猫ギターの教育論

尾道市向島の塾「US塾」塾長のブログ 早稲田大学・開成高校出身 本音が飛び交う、少し「上から目線」の教育論
kasami88★gmail.com
CALENDAR
     12
3456789
10111213141516
17181920212223
24252627282930
31      
<< March 2024 >>
RECOMMEND
RECOMMEND
SELECTED ENTRIES
CATEGORIES
ARCHIVES
twitter
猫ギター
MOBILE
qrcode
LINKS
PROFILE
OTHERS
無料ブログ作成サービス JUGEM
生意気な生徒が先生になった時
0
    私が塾講師として、新人だった頃の経験を語らせてもらう。
    思い出すのも汚らわしいほど、大変だった。

    私は中学・高校時代、先生を厳しく批評するのが好きな、非常に生意気で大人ぶった生徒だった。
    「この人は凄い」と憧れた先生の授業は、一言一句聞き逃さなかった。

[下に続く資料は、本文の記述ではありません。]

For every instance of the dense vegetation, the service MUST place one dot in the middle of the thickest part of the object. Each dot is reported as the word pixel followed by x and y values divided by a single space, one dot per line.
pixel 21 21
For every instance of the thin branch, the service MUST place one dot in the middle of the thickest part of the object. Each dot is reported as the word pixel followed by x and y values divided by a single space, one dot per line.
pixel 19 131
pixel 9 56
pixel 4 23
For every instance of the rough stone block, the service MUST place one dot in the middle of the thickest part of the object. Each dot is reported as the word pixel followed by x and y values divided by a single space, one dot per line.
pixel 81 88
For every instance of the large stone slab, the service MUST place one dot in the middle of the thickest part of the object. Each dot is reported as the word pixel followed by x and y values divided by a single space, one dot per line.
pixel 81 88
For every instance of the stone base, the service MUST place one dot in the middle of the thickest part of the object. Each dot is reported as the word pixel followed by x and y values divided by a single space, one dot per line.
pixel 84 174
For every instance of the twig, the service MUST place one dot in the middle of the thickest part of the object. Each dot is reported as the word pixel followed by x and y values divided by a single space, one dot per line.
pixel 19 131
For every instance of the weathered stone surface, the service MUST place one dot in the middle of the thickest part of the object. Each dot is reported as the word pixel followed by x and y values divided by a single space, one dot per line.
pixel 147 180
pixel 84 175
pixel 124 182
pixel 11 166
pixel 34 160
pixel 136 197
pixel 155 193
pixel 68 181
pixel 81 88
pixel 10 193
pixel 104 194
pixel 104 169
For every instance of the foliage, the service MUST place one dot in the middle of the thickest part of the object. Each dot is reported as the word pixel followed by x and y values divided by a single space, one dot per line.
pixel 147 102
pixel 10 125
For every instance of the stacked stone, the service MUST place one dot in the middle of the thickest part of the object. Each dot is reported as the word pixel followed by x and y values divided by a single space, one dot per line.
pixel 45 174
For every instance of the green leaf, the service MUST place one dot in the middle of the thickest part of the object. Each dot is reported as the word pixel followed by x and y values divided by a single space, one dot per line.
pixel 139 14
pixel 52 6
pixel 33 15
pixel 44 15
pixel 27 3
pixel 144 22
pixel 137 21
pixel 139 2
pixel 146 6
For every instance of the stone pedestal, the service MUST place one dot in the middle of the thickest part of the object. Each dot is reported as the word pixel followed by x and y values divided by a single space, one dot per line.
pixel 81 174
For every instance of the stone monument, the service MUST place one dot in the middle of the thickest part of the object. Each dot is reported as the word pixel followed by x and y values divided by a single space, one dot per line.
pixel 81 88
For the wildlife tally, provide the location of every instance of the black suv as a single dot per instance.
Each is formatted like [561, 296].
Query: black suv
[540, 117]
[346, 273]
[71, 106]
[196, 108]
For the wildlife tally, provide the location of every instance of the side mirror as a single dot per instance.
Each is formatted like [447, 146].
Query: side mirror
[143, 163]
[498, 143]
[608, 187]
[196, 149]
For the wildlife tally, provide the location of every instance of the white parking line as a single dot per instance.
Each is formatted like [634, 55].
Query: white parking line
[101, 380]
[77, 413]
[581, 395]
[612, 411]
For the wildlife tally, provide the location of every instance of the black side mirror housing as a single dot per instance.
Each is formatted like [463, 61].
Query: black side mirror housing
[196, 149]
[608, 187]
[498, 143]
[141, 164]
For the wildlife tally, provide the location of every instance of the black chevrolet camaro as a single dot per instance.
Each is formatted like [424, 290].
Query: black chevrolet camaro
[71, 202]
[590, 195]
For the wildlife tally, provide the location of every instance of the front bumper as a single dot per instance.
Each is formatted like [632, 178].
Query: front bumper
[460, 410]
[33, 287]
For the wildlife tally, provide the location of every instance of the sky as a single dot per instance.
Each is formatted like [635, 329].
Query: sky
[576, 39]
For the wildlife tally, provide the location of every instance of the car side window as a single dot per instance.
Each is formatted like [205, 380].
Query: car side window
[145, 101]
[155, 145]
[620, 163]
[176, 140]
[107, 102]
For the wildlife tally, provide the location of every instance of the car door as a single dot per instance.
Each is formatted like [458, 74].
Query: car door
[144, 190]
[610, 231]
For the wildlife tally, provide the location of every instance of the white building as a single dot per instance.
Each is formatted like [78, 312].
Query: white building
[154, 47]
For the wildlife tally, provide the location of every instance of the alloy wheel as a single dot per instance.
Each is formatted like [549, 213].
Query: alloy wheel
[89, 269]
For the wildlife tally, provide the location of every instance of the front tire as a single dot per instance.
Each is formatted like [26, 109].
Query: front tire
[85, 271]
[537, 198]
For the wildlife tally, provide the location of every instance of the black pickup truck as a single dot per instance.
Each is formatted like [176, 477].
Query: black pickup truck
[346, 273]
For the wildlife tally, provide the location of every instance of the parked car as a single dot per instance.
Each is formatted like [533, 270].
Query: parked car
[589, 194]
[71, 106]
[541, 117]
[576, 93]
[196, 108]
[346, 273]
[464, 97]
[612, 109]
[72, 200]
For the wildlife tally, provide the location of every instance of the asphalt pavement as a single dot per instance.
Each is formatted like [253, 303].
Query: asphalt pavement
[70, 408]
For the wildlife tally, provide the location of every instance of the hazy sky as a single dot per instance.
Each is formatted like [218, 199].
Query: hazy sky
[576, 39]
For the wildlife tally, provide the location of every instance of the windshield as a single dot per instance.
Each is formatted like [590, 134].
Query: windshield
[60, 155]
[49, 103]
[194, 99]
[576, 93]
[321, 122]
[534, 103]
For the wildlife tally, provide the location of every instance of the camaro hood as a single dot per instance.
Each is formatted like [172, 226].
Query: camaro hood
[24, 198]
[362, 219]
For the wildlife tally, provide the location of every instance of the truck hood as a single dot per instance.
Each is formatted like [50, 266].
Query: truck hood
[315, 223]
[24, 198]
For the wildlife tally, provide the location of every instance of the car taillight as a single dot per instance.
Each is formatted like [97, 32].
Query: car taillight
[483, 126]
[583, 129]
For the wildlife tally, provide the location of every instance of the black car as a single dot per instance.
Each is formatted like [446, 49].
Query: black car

ファンになって「どこまでもついていきます」という熱い気持で心が震えた。

    しかし「こいつは駄目だな」と私が勝手に評価した教師の授業は、寝たり読書の時間にあてたり、進級に必要な日数を満たすだけ出席して、あとはさぼって「ぴあ」を片手に、文芸座や並木座や大井武蔵野館といった映画館をハシゴした。

    とにかく私の心の中には、教師に対する確固とした評価基準があり、その基準は確かに青臭かったけども、青臭い分だけ誠実で排他的なものだった。
    自分は教師に対する審美眼があると思い込み、そんな審美眼に酔っていた。そして、授業が面白くない先生を「馬鹿教師」と決め付けていた。

    私は決してそんな気持ちを顔には出さない方だ。
    「お前の授業はつまらない。お前からは何も学ぶことはない」と本人の前で言う度胸もないし、非常識でもなかった。
    しかし有能な先生に対する尊敬と、無能な教師に対する軽蔑は、心の中に確固としてあった。おそらくどんな方でも多かれ少なかれ、学生時代にはそんな経験をお持ちだろう。でも私の場合その度合いが強かった。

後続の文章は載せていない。